E allora davvero non può contare se C'è poca trama, quest'ultimo, racconto sottile e quieto che è chiara espressione autobiografica, perché la letteratura non dovrebbe raccontare fatti come nel puro realismo, né misconoscerli come nel decostruzionismo, ma piuttosto porgere i molteplici modi di descriverli, coerenti ed esatti qualunque sia il punto di vista da cui si sceglie di contemplarli.
"Andare avanti o tornare indietro, o riavvolgersi su se stessi, l'importante è ottenere lo scopo di dire ciò che si vorrebbe esprimere", in questa affermazione di Santulli, si esprime proprio una tale funzione ricorsiva e combinatoria che si mesce ad un irrinunciabile voglia di dire il visibile. Allora, infine, così può essere sintetizzata la sua poetica: mostrare pregiate monadi in movimento fluttuante, ma agganciate al senso di una convinta e convincente struttura di senso e di ordine.
Ed ecco adeguarsi alla spirale dei frattali, il linguaggio, avvolgente, eticamente ironico, spesso idiomatico e ricorrente di buon grado all'uso della citazione. Quest'ultima rappresenta il valore, a tratti metafisico, di un "succedaneo" della Quinta Arborea, che similmente cioè prevede la sostituzione, il richiamo a, il rinvio a. Il gesto della citazione include lo spostamento di senso ed allude chiaramente alla trasposizione semantica e temporale. A cosa si rinvia? E' un surrogato di gran pregio, se pensiamo che ciò che qui si richiama, ma solo per via di negazione e per nulla nostalgica, è la Grande Assente, l'inossidabile verità del testo.

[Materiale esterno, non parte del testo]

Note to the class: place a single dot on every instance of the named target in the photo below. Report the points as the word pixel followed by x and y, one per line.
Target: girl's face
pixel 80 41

Ma qui è proprio l'assenza stessa che si fa splendida diegesi, invocata per flussi temporali capricciosi e biforcazioni temporali umoristiche, come in Ghigo e l'ora legale e I baffi del Cavaliere. In questi due racconti, il tema del recupero storico, metafora di una ripresa del tempo nel tempo, tempo che fa gomitolo su se stesso, si accosta e si allinea agli altri temi portanti di questi racconti, quali lo spazio dei treni e dei cali di cemento nella riorganizzazione strutturale dei piani regolatori urbanistici. Nel loro insieme essi fungono da elementi ideali di un'esigenza di edificazione, costruzione, di una forma strutturale che consenta la vivibilità ed il movimento nello spazio narrativo, spazio che si vuole ordinare perché possa essere detto, oltre ogni ipotetico dubbio scettico, oltre ogni apparente disordine epistemologico.
A metà fra realismo ed intreccio combinatorio, la poetica di Carlo Santulli rivela, a sorpresa, che c'è ancora dell'altro, anzi che per sempre ci sarà dell'altro: la nota bianca del surrealismo, troppo timida e celata per chiamarla tale, forse, ma sempre lì sulle soglie del senso, pronta ad entrare anche solo attraverso il minimo spiraglio. Ma non c'è mai da temere la catastrofe, forse c'è solo tanto ancora da aspettarsi, aspettarsi sempre e costantemente dell'altro dalla spirale di senso messa in atto dalla scrittura. E' proprio perché nei racconti di questa raccolta, il punto e la chiusura non si ipotizza né a volte si giustifica per desiderio dell'ancora, che queste pagine respirano di una carica sensuale che non le farebbe mai smettere di parlare, ma le arresta sulle labbra ancora umide di cose da dire.
E se solo esse lo volessero, in qualunque istante, potrebbero ricominciare daccapo, belle e turgide, infinite di senso, come le costruzioni sorprendenti, barocche, dei frattali.